The house belonged to “Frankie,” who was the guy that Wes was guarding. The woman in her underwear who Grant jabbed with his flash hider was “Josie.” She was Frankie’s girlfriend. The little girl was Crystal, Josie’s daughter. She was nine yea
rs old.
Brittany and Ronnie admitted to helping steal the things in the house. They dealt drugs, too, but that had pretty much stopped when the Collapse started. Supplies dried up and no one had gas to come out to Pierce Point and get product. They admitted to cooking meth in the house, which meant the house was contaminated with God knows what toxins.
Brittany started crying. She realized all the bad things she’d done. She was sorry. She wanted to get straight. No one said it, but they all knew that there was very little chance of her shaking off a meth addiction.
Ronnie was a loser; an idiot. He was still pretty aggressive. Even in the zip ties, he was talking shit and threatening the constables, but it was impossible to take him seriously. He was so pathetic. Besides, no one felt like beating a guy over stolen property. That wasn’t child rape.

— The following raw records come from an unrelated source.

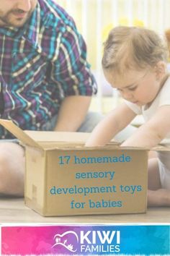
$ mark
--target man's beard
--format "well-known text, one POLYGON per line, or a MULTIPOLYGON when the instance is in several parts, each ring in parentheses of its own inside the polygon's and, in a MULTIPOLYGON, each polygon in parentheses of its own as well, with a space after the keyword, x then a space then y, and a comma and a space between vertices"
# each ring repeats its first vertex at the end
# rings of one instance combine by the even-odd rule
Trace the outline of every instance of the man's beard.
POLYGON ((15 17, 15 16, 13 15, 17 14, 24 14, 24 12, 21 9, 11 10, 8 12, 4 16, 2 15, 3 13, 0 11, 0 27, 22 27, 30 18, 32 11, 33 10, 31 9, 30 12, 28 12, 27 13, 27 15, 24 18, 17 18, 17 17, 15 17), (2 22, 2 25, 1 24, 1 22, 2 22))

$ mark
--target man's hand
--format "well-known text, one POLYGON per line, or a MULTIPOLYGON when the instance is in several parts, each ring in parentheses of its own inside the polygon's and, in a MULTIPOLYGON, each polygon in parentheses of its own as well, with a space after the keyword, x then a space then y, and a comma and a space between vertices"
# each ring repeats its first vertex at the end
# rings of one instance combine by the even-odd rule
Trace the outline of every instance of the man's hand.
POLYGON ((73 95, 62 102, 55 131, 76 132, 85 119, 91 97, 73 95))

Rich asked Brittany and Ronnie, separately, if they ever hurt anyone or saw anyone else do so. They hadn’t hurt anyone themselves, they said, but they both described Frankie’s repeated rapes of Crystal. The descriptions were horrifying. They were the kinds of things that shouldn’t be repeated.
Brittany and Ronnie told of what they had personally seen Frankie do, not what they’d heard he’d done. This was important because their firsthand accounts of what they’d seen were admissible evidence. Stories of things they’d heard, but not seen, were merely hearsay. If Brittany and Ronnie testified, they would have more than enough evidence on Frankie for child rape. Then there were also Frankie’s own admissions, but the beatings might make those admissions inadmissible into evidence. However, they had enough to convict Frankie, even without the admissions.
Apparently, Josie was involved in some of the rapes. She was at least in the room when they happened, Brittany and Ronnie both said. Once Ronnie had come into Crystal’s bedroom and seen both Frankie and Josie…doing something to Crystal that should not be repeated. That eye witness account was plenty to also convict Josie of child rape.
By now, Josie was patched up and had a blanket on her, too. She admitted to stealing some of the things, but denied that Frankie was hurting Crystal. “Frankie wouldn’t do that. He loves me,” Josie said. Yadda, yadda, yadda. Pathetic; it was absolutely pathetic.